A prova aconteceu no parque Jean Drapeau, passando por uma linda área verde (que ainda está um pouco cinza por causa do recente fim do inverno/início da primavera) e pela famosa pista de Fórmula 1 (um retão que me assustou, mas que foi tranquilo de encarar). Havia pontos de hidratação à vontade e, em todos eles, banheiros químicos. A cada ponto, não dispensei água nem isotônico (mesmo com medo da minha bexiga me trair) e isso foi ótimo, não senti fraqueza nem sede. Foi até divertido ver alguns homens desviando o trajeto para ir ali atrás de uma moita (rs).

Brincadeiras à parte, como eu nunca tinha corrido por tanto tempo, havia passado a semana visitando blogs e lendo depoimentos de outros corredores (foi assim que conheci o Corre Mulherada!). Durante minha pesquisa virtual, vi depoimentos de pessoas que utilizavam de técnicas de meditação para incentivar o corpo a continuar a corrida nos picos de cansaço e era disso que eu tinha mais medo – desanimar, cansar, ter que andar durante a prova. Mas senti apenas uma dor na perna direita aos 11 km e, simplesmente, não dei trela; ignorei a dor e continuei correndo. Não sei de onde tirei tanto gás para seguir em frente. Foi divertido, tranquilo, excitante e apaziguador. Ao final da prova, recebi minha medalha de participação e como todos, peguei frutas, bagel, biscoito e iogurte. Achei muito bacana o papel laminado que deram para aquecermos o corpo, visto que ainda estava um pouco frio (6 graus), mesmo com sol.
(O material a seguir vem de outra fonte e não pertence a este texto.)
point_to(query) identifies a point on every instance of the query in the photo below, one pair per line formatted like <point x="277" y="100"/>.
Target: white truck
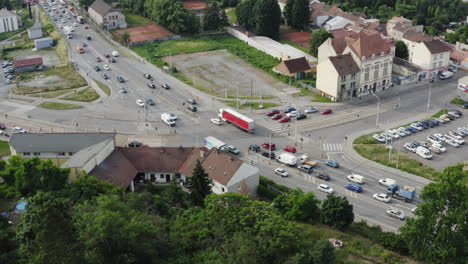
<point x="166" y="118"/>
<point x="287" y="158"/>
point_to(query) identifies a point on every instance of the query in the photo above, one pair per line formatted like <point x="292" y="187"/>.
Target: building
<point x="28" y="65"/>
<point x="43" y="43"/>
<point x="338" y="77"/>
<point x="9" y="21"/>
<point x="372" y="54"/>
<point x="106" y="15"/>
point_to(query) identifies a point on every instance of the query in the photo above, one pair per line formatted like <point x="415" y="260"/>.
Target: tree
<point x="439" y="232"/>
<point x="317" y="39"/>
<point x="298" y="206"/>
<point x="199" y="185"/>
<point x="401" y="50"/>
<point x="337" y="212"/>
corrida-leitora-montreal-joyce-lins

Acredito que seja este o maior objetivo do esporte: proporcionar um encontro consigo mesmo, algo aprazível, desafiador e intenso. Confesso que fiquei com gostinho de “quero-mais”, com vontade de correr de novo e desafiar a mim mesma, reduzir meu tempo, ser a minha própria competidora e – quem sabe? – me preparar para uma maratona. Vocês também sentem isso?

E por falar em intensidade, no dia seguinte à prova, tudo doía. Ainda bem que peguei o dia seguinte de folga no trabalho. Só queria cama e uma boa massagem!